Draelos: Nutrition is a very important part of beauty. That old saying, “You are what you eat,” is actually really true because it relates to the skin, hair and nails, which are made of pure protein. There are many individuals who eat a vegan diet and if they choose not to eat meat, they need to eat protein because that is the structural backbone of skin, hair and nails.

If the body doesn’t have an adequate source of amino acids, it can’t make protein. Proteins are also the building blocks for the brain, nerves, muscle, etc.; and of course, a healthy inside leads to a healthy outside.

The most common problem I see in people with brittle nails or who are starting to lose hair is that they’ve decided to go on a strict vegan diet and don’t know enough to balance vegetable proteins so they get complete nutrition. It’s important to ensure you eat everything you need for your body to be beautiful.

Alan Dattner, M.D.

Dattner: What makes beauty is, in part, the lack of extra lines and wrinkles on the skin. Exposure to the sun and other oxidative processes generates free radicals, and that causes damage to the elastic tissue matrix and collagen. When oxidative damage occurs, it induces enzymes called MMPs that break the collagen and elastin down. Good nutrition will supply a variety of different antioxidants that quench those free radicals and protect against damage.
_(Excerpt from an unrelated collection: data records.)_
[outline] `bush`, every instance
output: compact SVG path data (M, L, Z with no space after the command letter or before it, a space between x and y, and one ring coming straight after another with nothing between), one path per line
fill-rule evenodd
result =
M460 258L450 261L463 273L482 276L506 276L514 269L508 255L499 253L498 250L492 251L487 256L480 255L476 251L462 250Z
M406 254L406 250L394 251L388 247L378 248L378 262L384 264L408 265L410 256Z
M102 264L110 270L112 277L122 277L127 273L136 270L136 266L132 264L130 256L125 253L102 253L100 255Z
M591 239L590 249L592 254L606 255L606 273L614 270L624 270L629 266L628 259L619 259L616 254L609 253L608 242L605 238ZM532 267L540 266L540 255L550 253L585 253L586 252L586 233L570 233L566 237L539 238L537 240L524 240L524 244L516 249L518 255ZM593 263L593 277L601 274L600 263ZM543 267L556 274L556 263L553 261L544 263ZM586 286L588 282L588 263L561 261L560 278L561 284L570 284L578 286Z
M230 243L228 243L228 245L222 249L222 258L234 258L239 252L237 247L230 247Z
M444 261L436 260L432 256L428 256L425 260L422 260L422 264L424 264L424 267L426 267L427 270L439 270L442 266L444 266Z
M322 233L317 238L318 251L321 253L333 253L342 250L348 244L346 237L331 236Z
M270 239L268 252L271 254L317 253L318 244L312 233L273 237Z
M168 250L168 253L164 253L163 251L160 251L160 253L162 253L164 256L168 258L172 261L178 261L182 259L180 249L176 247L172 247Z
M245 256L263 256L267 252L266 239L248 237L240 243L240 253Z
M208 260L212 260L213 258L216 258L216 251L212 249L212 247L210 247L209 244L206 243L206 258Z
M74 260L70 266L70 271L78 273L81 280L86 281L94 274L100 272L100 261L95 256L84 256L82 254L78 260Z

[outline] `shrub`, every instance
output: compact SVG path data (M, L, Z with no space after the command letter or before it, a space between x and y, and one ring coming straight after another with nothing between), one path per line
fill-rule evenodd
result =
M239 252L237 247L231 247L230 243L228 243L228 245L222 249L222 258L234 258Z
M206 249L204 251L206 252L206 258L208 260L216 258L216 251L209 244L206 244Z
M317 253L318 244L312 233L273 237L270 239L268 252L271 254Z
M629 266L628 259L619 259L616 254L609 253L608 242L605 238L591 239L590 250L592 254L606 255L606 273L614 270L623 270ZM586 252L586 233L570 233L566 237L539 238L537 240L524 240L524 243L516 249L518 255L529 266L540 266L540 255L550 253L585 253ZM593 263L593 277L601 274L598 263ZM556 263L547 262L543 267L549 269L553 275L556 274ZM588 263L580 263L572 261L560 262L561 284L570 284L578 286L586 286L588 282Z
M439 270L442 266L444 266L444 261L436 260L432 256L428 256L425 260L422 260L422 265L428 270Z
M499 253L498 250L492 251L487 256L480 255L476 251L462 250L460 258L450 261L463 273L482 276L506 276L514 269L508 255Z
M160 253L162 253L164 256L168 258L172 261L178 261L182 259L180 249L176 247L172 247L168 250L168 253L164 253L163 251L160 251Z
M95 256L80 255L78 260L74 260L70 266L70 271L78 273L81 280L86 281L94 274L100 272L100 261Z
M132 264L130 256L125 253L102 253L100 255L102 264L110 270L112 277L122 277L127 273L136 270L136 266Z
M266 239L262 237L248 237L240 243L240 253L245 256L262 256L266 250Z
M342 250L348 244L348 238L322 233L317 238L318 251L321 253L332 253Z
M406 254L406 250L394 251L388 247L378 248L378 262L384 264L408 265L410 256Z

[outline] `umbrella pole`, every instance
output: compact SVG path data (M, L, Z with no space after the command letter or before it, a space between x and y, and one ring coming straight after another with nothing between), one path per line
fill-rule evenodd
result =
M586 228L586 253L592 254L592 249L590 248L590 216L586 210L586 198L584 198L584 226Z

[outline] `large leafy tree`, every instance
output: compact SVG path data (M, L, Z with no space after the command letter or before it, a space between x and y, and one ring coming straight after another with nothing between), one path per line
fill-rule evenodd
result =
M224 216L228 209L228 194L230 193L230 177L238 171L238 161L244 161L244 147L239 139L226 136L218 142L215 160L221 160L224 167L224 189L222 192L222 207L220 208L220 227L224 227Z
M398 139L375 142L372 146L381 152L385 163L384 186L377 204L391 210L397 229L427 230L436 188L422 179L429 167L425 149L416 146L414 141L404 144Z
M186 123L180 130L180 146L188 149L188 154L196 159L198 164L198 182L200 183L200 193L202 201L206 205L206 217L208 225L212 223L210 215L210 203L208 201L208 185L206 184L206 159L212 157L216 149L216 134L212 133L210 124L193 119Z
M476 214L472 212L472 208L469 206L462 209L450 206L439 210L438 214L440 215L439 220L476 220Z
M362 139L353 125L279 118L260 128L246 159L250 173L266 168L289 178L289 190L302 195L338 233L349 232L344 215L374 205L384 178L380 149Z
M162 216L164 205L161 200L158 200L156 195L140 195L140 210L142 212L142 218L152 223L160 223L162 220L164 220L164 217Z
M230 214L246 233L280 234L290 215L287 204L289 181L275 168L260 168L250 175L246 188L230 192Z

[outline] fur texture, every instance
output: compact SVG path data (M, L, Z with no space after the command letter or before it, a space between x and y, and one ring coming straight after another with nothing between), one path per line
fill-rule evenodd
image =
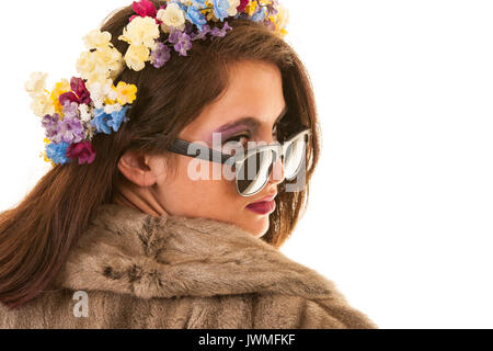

Another issue with nutrition is if you eat a lot of foods that have what are called advanced glycation end products, or AGEs. When your body absorbs them, they can cause trouble. You get them from eating too much sugar because sugar glycates or alters the proteins in the body. You can also get them from high-temperature heated foods. So, it’s a balance of getting enough of the right foods and minimizing the wrong foods.